Why does the platform show different charts for the same instrument?
Chart prices may vary slightly depending on data aggregation settings or chart provider feeds. This is a common occurrence across trading platforms and does not indicate an error or inconsistency in the actual execution prices used for trading. The differences arise from technical factors in how price data is collected, processed, and displayed. Understanding these factors helps traders interpret chart information with greater accuracy.
One of the primary reasons for visual discrepancies is the chart timeframe and data aggregation method. The same instrument viewed on a one-minute chart versus a five-minute or hourly chart will naturally display different candle formations, as each timeframe groups price data into different intervals. Additionally, the way the platform calculates and displays bid versus ask prices can affect the chart's appearance. Some charts may default to showing bid prices, while others display the midpoint or ask price, which creates a slight visual difference even though both represent valid market data for the same instrument.

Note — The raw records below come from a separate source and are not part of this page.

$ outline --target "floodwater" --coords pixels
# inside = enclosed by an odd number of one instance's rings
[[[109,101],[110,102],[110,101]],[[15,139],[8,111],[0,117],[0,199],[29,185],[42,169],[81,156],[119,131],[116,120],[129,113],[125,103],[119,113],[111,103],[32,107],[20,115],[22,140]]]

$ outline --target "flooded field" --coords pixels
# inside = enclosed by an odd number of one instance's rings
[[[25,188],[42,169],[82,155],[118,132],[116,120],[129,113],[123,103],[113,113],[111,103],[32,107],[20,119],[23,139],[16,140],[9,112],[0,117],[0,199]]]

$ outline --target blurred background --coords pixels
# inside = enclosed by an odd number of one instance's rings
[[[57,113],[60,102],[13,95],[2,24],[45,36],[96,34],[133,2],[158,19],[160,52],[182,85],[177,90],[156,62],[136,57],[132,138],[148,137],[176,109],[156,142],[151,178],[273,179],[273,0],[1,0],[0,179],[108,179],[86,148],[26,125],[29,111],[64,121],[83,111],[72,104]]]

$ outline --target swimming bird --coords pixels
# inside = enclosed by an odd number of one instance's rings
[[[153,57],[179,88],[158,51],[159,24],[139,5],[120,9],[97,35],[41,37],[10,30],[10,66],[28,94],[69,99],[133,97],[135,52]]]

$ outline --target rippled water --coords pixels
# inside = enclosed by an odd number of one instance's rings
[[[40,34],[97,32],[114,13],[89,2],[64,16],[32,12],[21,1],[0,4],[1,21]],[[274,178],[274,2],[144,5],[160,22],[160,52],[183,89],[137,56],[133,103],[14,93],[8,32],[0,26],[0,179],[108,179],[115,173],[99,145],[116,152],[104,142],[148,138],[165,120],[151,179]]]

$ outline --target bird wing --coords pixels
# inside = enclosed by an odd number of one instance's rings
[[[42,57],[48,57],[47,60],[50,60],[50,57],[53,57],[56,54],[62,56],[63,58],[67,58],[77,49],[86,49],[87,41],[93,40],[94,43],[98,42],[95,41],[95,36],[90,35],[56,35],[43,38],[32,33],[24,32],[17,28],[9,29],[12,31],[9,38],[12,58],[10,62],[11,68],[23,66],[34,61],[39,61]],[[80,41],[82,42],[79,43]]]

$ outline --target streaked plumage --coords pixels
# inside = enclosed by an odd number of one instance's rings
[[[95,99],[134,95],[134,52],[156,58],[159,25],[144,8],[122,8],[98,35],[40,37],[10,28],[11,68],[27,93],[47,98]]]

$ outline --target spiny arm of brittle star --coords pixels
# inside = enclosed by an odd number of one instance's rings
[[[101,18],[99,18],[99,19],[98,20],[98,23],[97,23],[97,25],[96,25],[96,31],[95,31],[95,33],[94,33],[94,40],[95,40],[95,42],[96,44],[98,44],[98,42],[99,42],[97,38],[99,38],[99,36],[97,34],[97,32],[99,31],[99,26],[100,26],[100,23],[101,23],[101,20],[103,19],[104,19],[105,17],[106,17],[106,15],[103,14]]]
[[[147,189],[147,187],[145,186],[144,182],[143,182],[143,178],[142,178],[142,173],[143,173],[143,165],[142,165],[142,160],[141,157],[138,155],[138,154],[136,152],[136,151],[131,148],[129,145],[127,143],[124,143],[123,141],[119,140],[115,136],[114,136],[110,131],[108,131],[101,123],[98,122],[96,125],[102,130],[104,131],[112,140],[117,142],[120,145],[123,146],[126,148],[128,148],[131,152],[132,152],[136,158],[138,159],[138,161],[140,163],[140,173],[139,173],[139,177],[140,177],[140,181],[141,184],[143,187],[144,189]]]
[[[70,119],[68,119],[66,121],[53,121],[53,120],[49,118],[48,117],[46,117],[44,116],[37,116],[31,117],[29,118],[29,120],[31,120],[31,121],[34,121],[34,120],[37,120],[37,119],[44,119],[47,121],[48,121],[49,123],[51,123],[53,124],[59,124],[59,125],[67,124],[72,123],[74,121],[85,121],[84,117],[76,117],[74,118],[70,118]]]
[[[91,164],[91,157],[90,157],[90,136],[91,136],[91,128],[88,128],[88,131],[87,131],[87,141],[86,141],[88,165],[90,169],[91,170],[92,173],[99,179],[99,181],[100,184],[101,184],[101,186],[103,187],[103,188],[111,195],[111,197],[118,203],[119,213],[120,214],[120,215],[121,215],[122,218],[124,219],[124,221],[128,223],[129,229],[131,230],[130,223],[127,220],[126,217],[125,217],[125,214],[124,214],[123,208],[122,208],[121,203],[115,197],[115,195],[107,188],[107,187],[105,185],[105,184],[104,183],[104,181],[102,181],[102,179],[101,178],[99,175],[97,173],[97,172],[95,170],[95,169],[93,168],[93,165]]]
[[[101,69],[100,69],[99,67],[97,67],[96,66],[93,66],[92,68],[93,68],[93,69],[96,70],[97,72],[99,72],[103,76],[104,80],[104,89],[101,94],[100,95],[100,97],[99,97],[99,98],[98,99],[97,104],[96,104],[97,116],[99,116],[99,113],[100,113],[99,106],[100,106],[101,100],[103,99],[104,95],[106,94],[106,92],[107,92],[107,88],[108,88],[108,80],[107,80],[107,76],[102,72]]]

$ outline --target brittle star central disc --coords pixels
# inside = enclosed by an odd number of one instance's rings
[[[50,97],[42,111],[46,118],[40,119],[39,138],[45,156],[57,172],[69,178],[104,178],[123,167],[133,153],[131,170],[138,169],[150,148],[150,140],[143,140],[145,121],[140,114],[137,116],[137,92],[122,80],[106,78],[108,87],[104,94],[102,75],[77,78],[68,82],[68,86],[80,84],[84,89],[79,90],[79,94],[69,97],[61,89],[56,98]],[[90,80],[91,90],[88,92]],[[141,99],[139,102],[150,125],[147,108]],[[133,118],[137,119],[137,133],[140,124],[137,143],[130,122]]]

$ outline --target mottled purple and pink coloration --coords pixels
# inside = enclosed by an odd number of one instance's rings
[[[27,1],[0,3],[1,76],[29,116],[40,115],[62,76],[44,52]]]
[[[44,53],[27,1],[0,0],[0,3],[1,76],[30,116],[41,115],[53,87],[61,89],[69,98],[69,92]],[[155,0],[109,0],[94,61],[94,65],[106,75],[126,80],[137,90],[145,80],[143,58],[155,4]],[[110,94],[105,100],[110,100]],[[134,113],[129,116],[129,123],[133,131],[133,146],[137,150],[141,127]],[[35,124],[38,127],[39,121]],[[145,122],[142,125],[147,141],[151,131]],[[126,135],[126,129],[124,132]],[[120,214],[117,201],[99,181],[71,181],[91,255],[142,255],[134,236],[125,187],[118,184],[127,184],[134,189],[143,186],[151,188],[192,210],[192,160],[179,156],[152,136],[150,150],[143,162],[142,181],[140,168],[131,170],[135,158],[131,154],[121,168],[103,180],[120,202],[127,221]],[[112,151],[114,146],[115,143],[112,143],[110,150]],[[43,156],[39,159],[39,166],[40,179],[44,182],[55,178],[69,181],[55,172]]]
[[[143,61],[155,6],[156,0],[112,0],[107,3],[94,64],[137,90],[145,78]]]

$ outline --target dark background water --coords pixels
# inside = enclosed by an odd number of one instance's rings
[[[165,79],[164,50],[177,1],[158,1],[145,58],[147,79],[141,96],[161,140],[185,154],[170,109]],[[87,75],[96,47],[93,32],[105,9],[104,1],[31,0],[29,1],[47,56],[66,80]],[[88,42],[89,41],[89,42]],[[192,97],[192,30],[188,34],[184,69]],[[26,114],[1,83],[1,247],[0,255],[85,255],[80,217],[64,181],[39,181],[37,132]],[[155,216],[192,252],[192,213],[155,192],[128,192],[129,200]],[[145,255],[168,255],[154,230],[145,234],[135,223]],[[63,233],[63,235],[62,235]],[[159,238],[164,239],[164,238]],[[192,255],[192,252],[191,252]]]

Data feed sources can also contribute to minor variations. Some platforms aggregate price data from multiple liquidity providers to generate their charts, while others may rely on a single primary feed. The timing of data snapshots, the frequency of price updates, and the way gaps or periods of low activity are handled can all produce subtle differences in how the chart appears. These variations are a normal feature of how digital price data is processed and displayed, and they do not affect the actual prices at which trades are executed. Traders should focus on the overall trends and patterns visible on their charts rather than on minor price-level differences, and should always refer to the live order execution price, rather than the chart display, as the definitive reference when placing trades.